Scan Your App for Security From Inside Cursor and Claude
SimplyScan now runs an MCP server, so your AI coding assistant can scan your app and run security checks without leaving the editor. Here is how it works.
By Daniel A · Kraftwire Software
· 5 min readKey Takeaway
You build in your AI editor. You should be able to *check your work* there too. SimplyScan now runs a **Model Context Protocol (MCP) server**, so assistants like Claude, Cursor, and Windsurf can run a real security scan — and every one of our free checks — without you ever leaving the editor. The fix loop gets shorter: your agent finds the issue, writes the fix, and re-scans, all in one conversation.
What is MCP, quickly
Model Context Protocol is an open standard that lets AI assistants connect to external tools. Instead of copy-pasting output between a website and your editor, your agent calls the tool directly and reads the structured result. It has quickly become the common language for "give my AI assistant a new capability."
What SimplyScan's MCP server exposes
Once connected, your assistant gets these tools:
**`scan_website`** — a full free security & speed scan of a deployed URL (exposed secrets, missing Supabase RLS, frontend leaks, speed issues).
**`check_security_headers`** — grade CSP, HSTS, and other headers A–F.
**`check_ai_visibility`** — the AEO check: can ChatGPT, Claude, Perplexity, and Google crawl and cite your site?
**`check_seo`** — on-page SEO audit.
**`check_ssl`** — certificate issuer, expiry, and protocol.
**`check_email_security`** — SPF, DKIM, and DMARC.
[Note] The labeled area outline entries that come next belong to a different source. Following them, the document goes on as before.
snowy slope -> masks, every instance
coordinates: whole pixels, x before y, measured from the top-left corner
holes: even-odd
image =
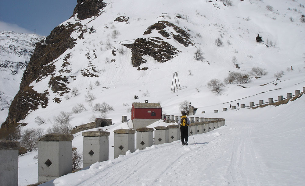
[[[304,102],[211,114],[226,125],[188,146],[154,146],[42,185],[302,185]]]
[[[276,107],[214,113],[214,110],[221,111],[223,108],[228,108],[230,104],[236,105],[237,102],[248,106],[250,102],[256,104],[259,100],[266,102],[270,98],[277,100],[279,95],[285,97],[287,93],[293,93],[305,86],[305,24],[299,20],[304,10],[298,6],[300,4],[305,4],[305,1],[236,0],[232,1],[231,6],[224,6],[219,1],[104,1],[108,4],[100,15],[80,21],[85,25],[83,28],[93,26],[95,31],[84,33],[82,39],[78,38],[79,30],[74,31],[71,37],[77,39],[77,44],[54,60],[56,71],[53,75],[68,77],[70,83],[67,86],[71,89],[77,89],[78,95],[66,93],[60,97],[61,102],[59,104],[52,101],[57,95],[48,86],[50,75],[41,81],[34,81],[31,85],[38,92],[48,91],[49,104],[46,108],[31,111],[20,122],[28,124],[23,130],[39,127],[45,130],[55,124],[54,117],[62,111],[71,112],[78,104],[83,104],[87,110],[73,114],[71,125],[75,126],[92,121],[92,118],[101,117],[101,113],[93,110],[91,105],[86,101],[85,96],[89,92],[96,97],[92,105],[105,102],[113,107],[114,111],[108,113],[107,118],[112,119],[115,125],[103,129],[109,128],[107,131],[110,132],[110,146],[113,143],[113,131],[128,128],[127,124],[121,124],[122,116],[127,115],[130,119],[128,112],[132,102],[143,102],[145,100],[160,103],[163,114],[175,115],[179,114],[179,103],[187,100],[198,108],[195,117],[225,118],[227,126],[195,136],[196,145],[188,147],[181,147],[177,143],[173,143],[115,160],[113,159],[113,150],[110,149],[111,161],[95,165],[96,168],[59,178],[55,181],[58,185],[65,185],[68,182],[71,185],[89,185],[91,183],[87,181],[91,181],[88,179],[92,177],[97,184],[103,181],[106,185],[142,185],[142,182],[144,185],[198,183],[206,185],[278,185],[282,183],[289,185],[305,181],[302,160],[303,145],[293,142],[304,141],[300,134],[304,130],[301,125],[304,120],[302,114],[304,111],[303,96]],[[267,5],[273,6],[274,10],[268,10]],[[293,9],[298,10],[294,11]],[[123,15],[129,18],[129,24],[114,21]],[[290,17],[293,22],[289,20]],[[149,26],[163,20],[189,30],[187,32],[194,45],[185,47],[171,36],[170,39],[163,38],[180,51],[178,56],[162,63],[151,57],[144,56],[147,61],[140,67],[148,69],[137,70],[138,67],[133,67],[131,63],[130,49],[123,44],[132,43],[138,38],[162,37],[156,30],[148,35],[143,33]],[[75,16],[63,24],[79,21]],[[172,29],[168,28],[169,30]],[[114,30],[120,33],[116,38],[112,36]],[[265,44],[256,42],[258,34]],[[222,46],[217,47],[215,44],[218,37],[224,43]],[[274,47],[267,43],[267,39],[269,43],[272,41]],[[199,48],[204,53],[203,61],[193,58]],[[113,48],[122,49],[124,52],[117,52],[114,56],[112,52]],[[64,69],[70,71],[60,72],[68,54],[69,64]],[[235,68],[231,62],[234,56],[240,69]],[[116,61],[106,62],[107,59]],[[291,66],[293,71],[286,70]],[[95,68],[98,77],[82,75],[82,70],[88,66]],[[222,80],[230,72],[249,74],[252,68],[257,66],[264,68],[268,74],[257,79],[251,78],[249,83],[227,85],[220,96],[215,95],[208,88],[207,83],[211,79],[217,78]],[[284,72],[282,77],[276,79],[274,75],[282,71]],[[181,90],[174,93],[170,89],[172,73],[177,71]],[[96,81],[100,85],[94,85],[91,89],[90,83],[94,85]],[[135,95],[140,98],[134,100]],[[205,113],[201,114],[203,111]],[[38,126],[35,123],[38,116],[44,118],[44,124]],[[74,137],[73,146],[81,152],[81,132]],[[32,159],[37,153],[31,153],[20,157],[20,185],[37,182],[37,162]],[[186,159],[185,156],[189,158]],[[119,167],[122,167],[124,169],[120,170]],[[180,175],[184,172],[184,167],[189,173],[188,176],[182,178]],[[156,171],[154,167],[160,170]],[[33,176],[27,174],[29,168],[33,170]],[[99,181],[100,178],[104,178]]]
[[[35,49],[44,36],[0,31],[0,122],[5,120],[8,107],[18,92],[23,72]]]

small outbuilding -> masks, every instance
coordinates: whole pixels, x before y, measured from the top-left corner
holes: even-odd
[[[159,103],[133,103],[131,120],[134,130],[145,127],[162,119],[162,107]]]

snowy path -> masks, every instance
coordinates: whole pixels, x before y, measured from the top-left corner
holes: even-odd
[[[233,128],[226,125],[195,135],[198,142],[195,144],[190,136],[188,146],[177,142],[153,146],[96,163],[90,170],[63,177],[54,183],[56,185],[278,184],[282,177],[288,178],[290,173],[270,171],[268,167],[278,166],[282,160],[273,160],[264,154],[272,154],[274,149],[263,148],[261,138],[264,134],[254,132],[258,125],[263,128],[264,124],[231,123]],[[268,137],[285,134],[268,132]],[[70,176],[77,179],[68,179],[67,182],[66,177]],[[289,179],[286,181],[289,183]]]

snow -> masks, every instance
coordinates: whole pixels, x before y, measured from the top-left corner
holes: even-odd
[[[216,113],[225,125],[194,135],[195,143],[190,136],[187,146],[174,142],[109,157],[42,185],[301,185],[304,101]]]
[[[52,75],[69,78],[67,86],[71,89],[77,89],[78,95],[74,97],[71,93],[65,93],[60,97],[62,101],[58,104],[52,101],[56,94],[47,85],[50,76],[41,82],[33,82],[31,85],[38,92],[48,91],[49,103],[46,108],[31,111],[20,122],[28,124],[23,130],[39,127],[45,131],[55,124],[54,117],[61,111],[71,112],[78,104],[83,104],[87,111],[73,114],[71,125],[74,127],[92,121],[92,116],[99,118],[101,113],[92,110],[85,100],[84,96],[90,92],[96,97],[92,102],[93,105],[105,102],[114,108],[107,116],[114,124],[102,128],[103,131],[110,132],[109,160],[95,163],[90,168],[44,185],[304,184],[303,95],[277,107],[238,108],[214,113],[214,110],[221,111],[223,108],[228,108],[230,104],[236,105],[238,102],[248,106],[250,102],[257,104],[259,100],[266,102],[270,98],[276,100],[279,95],[285,98],[287,93],[293,95],[295,90],[302,91],[305,87],[305,25],[299,20],[303,10],[298,6],[305,4],[303,0],[236,0],[233,1],[233,6],[225,6],[222,2],[214,0],[212,2],[190,1],[187,3],[180,0],[104,1],[109,4],[100,15],[81,21],[85,25],[84,27],[88,29],[93,26],[96,31],[85,33],[84,39],[80,39],[78,37],[80,33],[75,31],[71,37],[77,39],[77,44],[52,61],[56,71]],[[268,5],[273,6],[273,12],[266,8]],[[297,8],[300,12],[288,10],[288,8]],[[184,19],[177,18],[178,14]],[[113,21],[122,15],[130,18],[130,24]],[[289,20],[291,16],[294,22]],[[162,20],[185,30],[189,30],[195,46],[185,47],[172,36],[170,39],[163,38],[181,51],[178,55],[162,63],[151,57],[143,56],[147,62],[140,67],[149,69],[137,70],[137,67],[133,67],[131,64],[130,50],[122,44],[130,43],[137,38],[161,37],[155,30],[149,35],[143,34],[149,26]],[[63,24],[77,21],[74,16]],[[120,33],[116,38],[111,37],[114,30]],[[201,36],[196,36],[197,34]],[[275,47],[267,48],[256,43],[255,38],[258,34],[263,37],[264,43],[267,44],[268,39],[273,42]],[[218,37],[221,38],[223,46],[216,46],[215,40]],[[117,52],[113,56],[112,49],[107,49],[107,41],[113,47],[124,49],[124,53]],[[193,58],[199,47],[204,53],[203,62]],[[63,59],[70,53],[70,65],[66,68],[72,71],[60,74],[58,71],[63,68],[61,67]],[[85,55],[87,54],[90,59]],[[231,62],[234,56],[240,69],[235,68]],[[106,58],[115,59],[116,62],[105,62]],[[81,70],[91,65],[99,71],[97,74],[99,77],[82,76]],[[291,66],[294,70],[287,70]],[[206,85],[212,79],[223,79],[231,72],[248,73],[252,68],[257,66],[264,69],[268,74],[257,79],[252,78],[249,83],[227,85],[221,95],[214,94]],[[281,71],[284,72],[282,78],[278,79],[274,77],[274,73]],[[177,72],[181,90],[173,93],[170,88],[173,73]],[[189,75],[190,72],[192,75]],[[97,81],[101,85],[94,86],[91,90],[89,84]],[[135,95],[139,97],[138,100],[134,99]],[[69,99],[64,98],[66,96]],[[127,115],[127,120],[130,119],[128,110],[132,102],[146,100],[149,102],[160,103],[163,114],[175,115],[181,115],[179,104],[187,100],[198,108],[193,116],[225,118],[226,125],[214,131],[194,135],[195,142],[190,137],[187,146],[174,142],[137,150],[114,159],[112,147],[113,131],[129,128],[130,121],[129,124],[121,123],[122,116]],[[203,111],[205,112],[201,114]],[[44,118],[45,123],[38,125],[35,123],[38,116]],[[148,127],[168,125],[160,121]],[[73,145],[82,153],[81,132],[74,136]],[[29,153],[20,156],[19,185],[37,182],[38,164],[33,158],[38,153]]]

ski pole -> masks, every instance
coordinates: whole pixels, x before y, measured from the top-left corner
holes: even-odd
[[[191,127],[191,125],[190,125],[190,128],[191,128],[191,132],[192,132],[192,135],[193,136],[193,139],[194,140],[194,143],[195,143],[195,140],[194,139],[194,135],[193,135],[193,131],[192,131],[192,127]]]

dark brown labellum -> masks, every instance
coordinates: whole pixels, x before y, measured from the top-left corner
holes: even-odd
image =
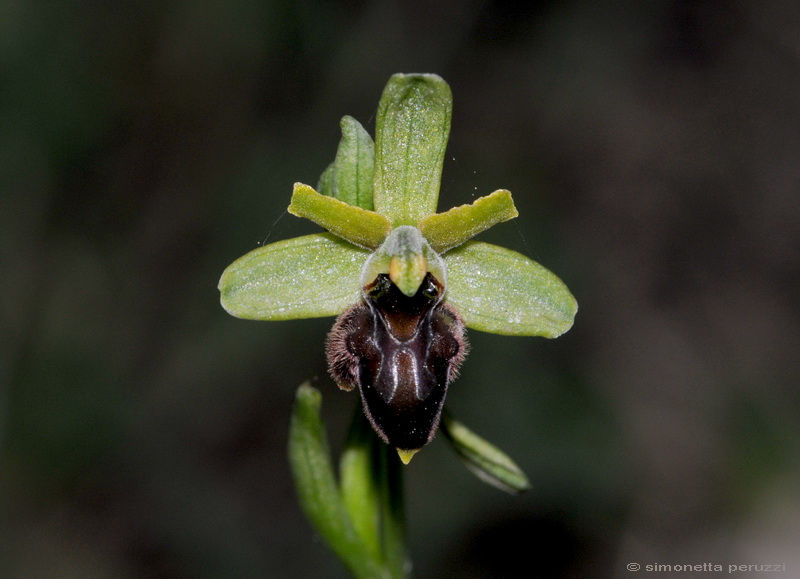
[[[404,450],[436,432],[447,386],[467,353],[464,323],[430,273],[413,297],[380,274],[328,336],[328,365],[346,390],[358,386],[376,432]]]

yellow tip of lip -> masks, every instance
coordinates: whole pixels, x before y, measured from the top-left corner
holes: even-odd
[[[409,462],[411,462],[411,459],[414,458],[414,455],[417,454],[417,452],[419,452],[418,448],[415,448],[413,450],[396,448],[395,450],[397,451],[397,454],[400,456],[400,460],[403,461],[403,464],[408,464]]]

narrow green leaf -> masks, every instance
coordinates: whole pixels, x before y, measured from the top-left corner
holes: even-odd
[[[411,562],[406,549],[403,467],[394,448],[380,444],[381,537],[385,566],[393,579],[408,576]]]
[[[228,313],[251,320],[339,315],[361,297],[361,268],[369,252],[329,233],[254,249],[219,281]]]
[[[378,105],[375,210],[395,227],[436,212],[453,97],[434,74],[396,74]]]
[[[419,223],[422,235],[434,251],[444,253],[486,231],[493,225],[514,219],[519,213],[511,193],[499,189],[476,199],[472,205],[453,207],[444,213],[429,215]]]
[[[530,488],[528,477],[506,453],[447,412],[442,414],[439,428],[467,468],[484,482],[511,494]]]
[[[478,241],[447,252],[447,301],[467,327],[493,334],[555,338],[572,327],[578,304],[556,275],[524,255]]]
[[[289,461],[300,505],[356,577],[384,577],[381,563],[365,549],[339,495],[320,417],[321,406],[319,390],[308,383],[297,389],[289,426]]]
[[[336,151],[335,197],[372,211],[372,178],[375,173],[375,143],[353,117],[341,121],[342,140]]]
[[[338,174],[338,168],[336,172]],[[295,183],[288,211],[367,249],[378,247],[392,229],[383,215],[326,197],[302,183]]]
[[[353,527],[367,551],[377,560],[383,558],[381,545],[381,477],[378,445],[384,446],[375,435],[358,403],[342,457],[339,479],[344,506]]]

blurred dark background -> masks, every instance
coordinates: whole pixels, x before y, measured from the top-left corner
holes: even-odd
[[[515,457],[506,496],[442,440],[405,469],[418,577],[800,573],[800,6],[588,0],[5,0],[0,577],[339,578],[296,505],[294,390],[339,447],[332,319],[234,319],[264,242],[395,72],[454,93],[441,207],[580,304],[555,341],[471,333],[449,407]],[[741,573],[738,576],[750,576]],[[759,575],[760,576],[760,575]],[[777,576],[777,575],[774,575]]]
**`check_exposed_files`** — probes for leaked `.env`, `.git`, and backups.
Why this matters for vibe-coded apps
AI tools generate code fast, and they generate *insecure* code often — hardcoded keys, missing row-level security, unprotected endpoints. The tightest possible feedback loop is one where the same assistant that wrote the code can immediately check it:
> "Scan my deployed app for security issues, then fix the top three and re-scan."
That single prompt now works. No context-switching, no dashboards, no copy-paste — the agent runs the scan, gets structured findings, applies fixes, and verifies.
How to connect it
Add SimplyScan's MCP endpoint to your assistant's MCP configuration:
https://wpyoohiwuephrhgeoctb.supabase.co/functions/v1/mcp
In a client that supports remote MCP servers (Claude, Cursor, Windsurf), add it as a Streamable-HTTP server. Then ask your assistant to "list SimplyScan tools" and it will show the seven checks above. From there, just describe what you want scanned.
Bottom line
Security that lives in a separate tab gets skipped. Security that lives inside the editor where you already work gets done. Connect the MCP server once, and "is this safe to ship?" becomes a question your AI assistant can actually answer.